Они спускаются, хрустя ломкими сухими ветками, подминая перепутанную густую поросль, всю засыпанную снегом; такие гимнастические упражнения сдобрены, как и следует ожидать, крепкими словечками, которые придают некоторое подобие жизни этому растительному кладбищу. Внезапно разбуженная большая птица, уже угнездившаяся на ночь, взлетает поспешно, но совершенно бесшумно; прямо непонятно, как может она лететь так быстро, ни на что не натыкаясь в этом чудовищном хаосе; вот она показалась еще раз, следуя вдоль потока к новому гнездовью.
Ледяным холодом веет из каменной глубины расщелины, по которой, бурля, несется черная, глянцевитая вода. Она дымится, как кипяток, и жадно проглатывает хлопья снега. Наконец-то трое гугенотов добираются до переправы; от радости, что на спуске не сбились с пути, они позволяют себе остановиться; сбрасывают свою ношу и справляют нужду прямо в чистейший снег, который все громче ухает у них под ногами.

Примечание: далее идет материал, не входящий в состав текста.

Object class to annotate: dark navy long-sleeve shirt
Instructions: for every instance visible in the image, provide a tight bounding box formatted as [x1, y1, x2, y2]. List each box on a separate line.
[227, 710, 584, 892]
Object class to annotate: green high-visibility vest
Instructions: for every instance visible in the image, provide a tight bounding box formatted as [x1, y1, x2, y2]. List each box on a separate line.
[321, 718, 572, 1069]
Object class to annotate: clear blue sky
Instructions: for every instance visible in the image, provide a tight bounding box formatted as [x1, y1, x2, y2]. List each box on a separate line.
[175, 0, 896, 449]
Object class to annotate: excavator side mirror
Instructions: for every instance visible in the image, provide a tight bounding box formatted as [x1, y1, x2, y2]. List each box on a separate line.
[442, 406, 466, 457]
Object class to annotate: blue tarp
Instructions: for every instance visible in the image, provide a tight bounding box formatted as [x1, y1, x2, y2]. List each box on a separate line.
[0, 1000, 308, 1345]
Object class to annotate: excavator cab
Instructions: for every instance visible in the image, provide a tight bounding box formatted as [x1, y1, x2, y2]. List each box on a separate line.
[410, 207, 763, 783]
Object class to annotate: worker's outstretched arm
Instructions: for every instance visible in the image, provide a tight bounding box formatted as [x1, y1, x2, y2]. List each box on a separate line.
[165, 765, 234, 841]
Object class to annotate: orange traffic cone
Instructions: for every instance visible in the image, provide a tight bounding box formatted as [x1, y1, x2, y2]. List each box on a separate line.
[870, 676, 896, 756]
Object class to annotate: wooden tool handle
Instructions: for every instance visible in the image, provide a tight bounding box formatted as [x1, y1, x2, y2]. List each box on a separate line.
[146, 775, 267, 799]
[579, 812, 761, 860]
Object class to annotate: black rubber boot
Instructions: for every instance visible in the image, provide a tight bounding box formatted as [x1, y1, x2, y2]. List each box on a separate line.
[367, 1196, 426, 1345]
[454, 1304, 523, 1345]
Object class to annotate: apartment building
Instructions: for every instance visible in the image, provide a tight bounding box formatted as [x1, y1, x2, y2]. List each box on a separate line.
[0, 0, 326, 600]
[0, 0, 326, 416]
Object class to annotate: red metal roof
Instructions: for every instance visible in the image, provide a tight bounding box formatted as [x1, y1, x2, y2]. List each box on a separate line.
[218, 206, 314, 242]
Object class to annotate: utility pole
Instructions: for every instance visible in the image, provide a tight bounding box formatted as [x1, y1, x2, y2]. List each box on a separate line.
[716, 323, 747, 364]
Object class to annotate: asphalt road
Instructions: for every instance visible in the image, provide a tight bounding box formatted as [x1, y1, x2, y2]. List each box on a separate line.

Еще можно различить кое-как сложенные древесные стволы, вернее, синеватый непорочный покров, которым и их и все, кроме воды, укрыл окрест снег; эти стволы с двух сторон лежат на поддерживающих их огромных камнях, похожих на двух чудовищ, ставших на колени в глубине склепа и держащих на спинах громадный катафалк. Сегодня вечером все выглядит зловеще и угрожающе.
Именно с этой минуты все усложняется. А ведь можно было бы избежать неприятностей, идя по обычной дороге, на которой есть каменный мост через поток… но не будем забегать вперед.
В Маё карты сданы, казалось бы, раз и навсегда; да и сама игра не допускает большого числа комбинаций, и неожиданностей в ней также не предвидится. С надеждой надо распроститься: невозможно представить себе, какой неслыханный козырь должен свалиться с неба, чтобы устранить заранее предопределенный проигрыш, а игра тем не менее продолжается. Ни больших радостей, ни катастрофических несчастий: всего лишь полный короб неприятностей, но пока каштаны съедобны, еще можно как-то жить. Да, в общем, никто ни о чем и не беспокоится: перспектив никаких, да их и не ищут, а с какой-то, отнюдь не лучшей, точки зрения, все идет нормально, своим чередом. Если не мудрствовать лукаво и верить, что дважды два все еще четыре, то в конце-то концов не так уж и плохо обстоят дела. Можно испытывать голод и нужду – а уж они-то ее испытывали и еще как, – но тот, кто голодал, знает, что аппетит зависит не от качества пищи, скорее уж наоборот. Скажем прямо – Жозеф Рейлан уже испытал такой ненасытный голод, что не брезговал и мясом вороны.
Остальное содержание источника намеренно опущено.